10

Даже если он никогда не сможет заполучить ее в качестве своей пары, Хакон решил, что мог бы, по крайней мере, быть другом леди Эйслинн. Конечно, это было бы хорошо. Это насытило бы зверя, который был беспокойным и несчастным, пока она не рядом, и дало бы его более разумной голове время выбрать кого-то, с кем он действительно мог бы построить жизнь.
Его зверь, возможно, и ворчал при этой мысли, но Хакон знал, что фантазии ни к чему не приведут. Жизнь, которую он планировал построить, должна была быть простой и стабильной. Та, что была у его бабушки и дедушки.

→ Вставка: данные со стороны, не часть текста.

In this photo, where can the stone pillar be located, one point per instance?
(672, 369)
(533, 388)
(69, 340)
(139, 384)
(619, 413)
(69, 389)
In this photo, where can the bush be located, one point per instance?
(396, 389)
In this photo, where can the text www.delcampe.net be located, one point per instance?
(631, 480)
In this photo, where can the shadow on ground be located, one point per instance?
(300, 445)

Поэтому он мог поболтать с наследницей, восхититься ее умом и сконструировать для нее новые хитроумные приспособления, чтобы доставить ей удовольствие. Если так случилось, что он сохранил в памяти образ ее улыбки, золотистый оттенок ее кудрей, освещенных послеполуденным солнцем, или угол наклона ее бровей, когда она ломала голову над проблемой, что ж, пусть будет так.

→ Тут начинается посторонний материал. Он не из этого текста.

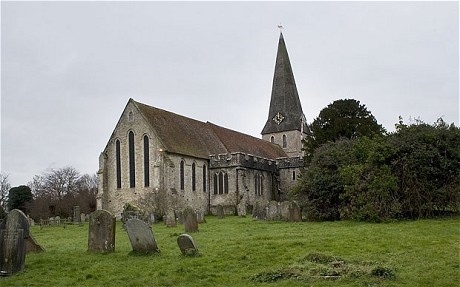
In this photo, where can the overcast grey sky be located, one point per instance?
(69, 68)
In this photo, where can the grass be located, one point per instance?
(244, 252)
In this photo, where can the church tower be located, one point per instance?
(286, 124)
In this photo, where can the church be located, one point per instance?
(177, 162)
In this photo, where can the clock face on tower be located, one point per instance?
(278, 118)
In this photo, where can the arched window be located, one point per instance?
(182, 175)
(204, 178)
(193, 177)
(258, 182)
(146, 162)
(118, 162)
(132, 175)
(215, 184)
(220, 183)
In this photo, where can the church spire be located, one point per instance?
(285, 113)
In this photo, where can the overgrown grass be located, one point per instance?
(244, 252)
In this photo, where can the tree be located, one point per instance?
(18, 197)
(342, 119)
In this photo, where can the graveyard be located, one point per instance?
(242, 251)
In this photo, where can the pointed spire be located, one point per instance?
(285, 113)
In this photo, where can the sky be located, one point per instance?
(69, 68)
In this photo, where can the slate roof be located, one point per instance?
(190, 137)
(284, 99)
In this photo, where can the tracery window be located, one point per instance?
(118, 162)
(220, 183)
(146, 162)
(132, 163)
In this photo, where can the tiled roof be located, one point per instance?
(190, 137)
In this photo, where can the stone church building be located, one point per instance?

Он был уверен, что когда кто-то другой вскружит ему голову, он не будет помнить эти вещи так ярко. Просто нужно было дать возможность кому-то вскружить ему голову.
Хакон принял предложение леди Эйслинн поужинать с другими сотрудниками в столовой. Вульф освоился быстрее него, поняв, что, когда он величественно сидит на месте, множество рук будет подсовывать ему объедки.

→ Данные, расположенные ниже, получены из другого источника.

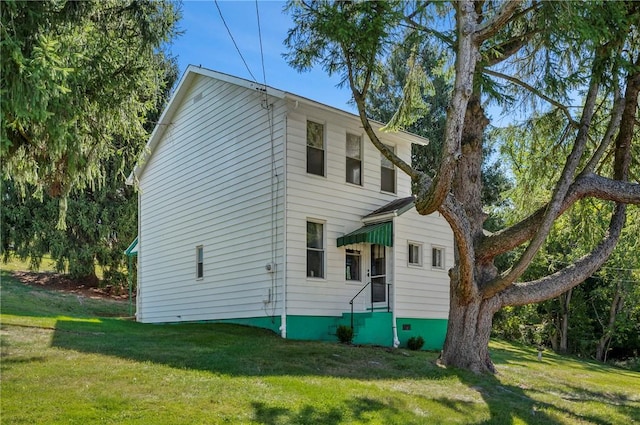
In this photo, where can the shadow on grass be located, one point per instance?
(235, 350)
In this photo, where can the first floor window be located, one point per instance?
(415, 254)
(352, 265)
(199, 262)
(315, 249)
(437, 257)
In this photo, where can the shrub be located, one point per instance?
(344, 334)
(415, 343)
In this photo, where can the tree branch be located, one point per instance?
(466, 60)
(536, 92)
(612, 127)
(490, 27)
(456, 216)
(565, 279)
(587, 185)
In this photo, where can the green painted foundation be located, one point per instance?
(432, 330)
(371, 328)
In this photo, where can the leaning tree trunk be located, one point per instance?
(470, 316)
(565, 300)
(469, 329)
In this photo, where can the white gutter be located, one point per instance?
(380, 218)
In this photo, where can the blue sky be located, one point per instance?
(206, 42)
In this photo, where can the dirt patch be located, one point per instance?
(63, 283)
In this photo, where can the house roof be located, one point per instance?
(392, 209)
(185, 82)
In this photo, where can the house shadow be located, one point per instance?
(241, 351)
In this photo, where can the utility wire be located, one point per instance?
(234, 42)
(264, 74)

Хакон заставил себя пойти, и в конце концов он привык к приятной болтовне, которая текла вокруг него.
Он постепенно совершенствовался в чтении по человеческим губам и практиковался во время еды, следя за тем, кто говорит, и внимательно прислушиваясь к тому, что было сказано.
Было немало горничных, поваров и садовников, которые смотрели на него через стол. Он изо всех сил старался уделить им немного внимания, запомнить имена и лица, и кто чем занимается.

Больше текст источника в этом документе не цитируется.